Line 6 Spider III 150

February 16, 2007

The Spider III 150’s design is quite straightforward for such a versatile creature. One small LCD window displays the current preset, which is selected via a 4-way Presets/Banks button. Various LEDs indicate which amp and effects models are active. The Amp Model knob scrolls through six main settings: Clean, Twang, Blues, Crunch, Metal, and Insane. Each model offers two variations, indicated by either a red or a green LED. The red tone is not necessarily hotter. A Drive knob controls the amount of gain; Bass, Mid, and Treble controls allow further tone shaping; and a Channel Volume knob adjusts the final level. Turning these controls can cause levels to jump dramatically at first, because each knob position may not correlate directly to its setting when the preset was created. Uncontrollable feedback blasted me several times when I stumbled upon a super-high-gain preset while channel surfing at significant volumes. I also noticed a huge volume jump when I turned the Master between 3 and 5, but very little difference between 5 and 10. Other than these few volume issues, navigation was smooth and intuitive. (Line 6 tells us that the Spider’s Master Volume control is “scaled to operate like a vintage valve amp’s, where the majority of the volume range is in the first third range of the control.”)

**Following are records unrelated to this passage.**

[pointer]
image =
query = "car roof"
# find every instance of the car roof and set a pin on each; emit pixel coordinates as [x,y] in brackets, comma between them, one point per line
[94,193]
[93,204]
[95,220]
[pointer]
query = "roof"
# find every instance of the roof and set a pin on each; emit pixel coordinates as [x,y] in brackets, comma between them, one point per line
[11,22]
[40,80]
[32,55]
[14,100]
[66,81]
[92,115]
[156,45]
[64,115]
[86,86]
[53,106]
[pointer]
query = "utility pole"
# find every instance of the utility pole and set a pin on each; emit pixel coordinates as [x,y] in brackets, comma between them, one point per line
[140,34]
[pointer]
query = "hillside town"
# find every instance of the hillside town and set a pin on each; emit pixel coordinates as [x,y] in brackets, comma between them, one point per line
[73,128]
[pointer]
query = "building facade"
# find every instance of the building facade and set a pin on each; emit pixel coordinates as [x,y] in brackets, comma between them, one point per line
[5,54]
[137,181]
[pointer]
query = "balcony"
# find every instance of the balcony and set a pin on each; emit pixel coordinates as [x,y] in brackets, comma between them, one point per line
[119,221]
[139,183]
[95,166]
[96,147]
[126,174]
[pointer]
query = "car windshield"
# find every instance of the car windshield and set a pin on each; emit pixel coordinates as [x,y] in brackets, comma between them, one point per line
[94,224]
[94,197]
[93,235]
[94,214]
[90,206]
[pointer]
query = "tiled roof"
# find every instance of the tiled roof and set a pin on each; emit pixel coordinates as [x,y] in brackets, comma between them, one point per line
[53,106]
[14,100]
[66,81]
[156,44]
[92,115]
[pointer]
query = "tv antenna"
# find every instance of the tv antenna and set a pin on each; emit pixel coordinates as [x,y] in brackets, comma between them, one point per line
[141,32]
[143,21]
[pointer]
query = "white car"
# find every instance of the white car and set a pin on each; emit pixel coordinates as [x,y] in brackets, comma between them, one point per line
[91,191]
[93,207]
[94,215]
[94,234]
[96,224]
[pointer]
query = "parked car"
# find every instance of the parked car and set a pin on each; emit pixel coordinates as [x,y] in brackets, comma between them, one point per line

The first effects knob controls a gradated Chorus/Flange, Phaser, or Tremolo. The second Effects knob can be used to add Delay, Tape Echo, or a spaced-out Sweep Echo (which are also tap-tempo adjustable). Reverb is global. The digital effects all sound decent, and the user-friendly layout makes experimentation fun and simple. Many presets impressed me immediately, some were overwrought with effects, and some just needed a tweak here or there. The Albert Lee settings proudly represented his twangy, slapback sound. Most of the modern metal presets were huge and crunchy. The Blues setting—a Vox AC30 model—had a warm, vintage sound. I considered the Back ’n’ Black preset a pedestrian approximation of Angus Young’s tone until I turned the Master volume knob up to its midpoint. Once the speakers started pushing serious air, the tones became richer and more dynamically responsive.

The Spider III 150 covers every sound from completely clean to ridiculously overdriven, and is a significant tonal upgrade from previous Spiders. Many of the presets are sculpted well enough for immediate real-world use, and when its speakers are pushed, the Spider III stops sounding like a digital chameleon and assumes its own identity as a living, breathing guitar amplifier—one that’s straightforward enough for giggers, while offering endless options for home recordists and practice-room players.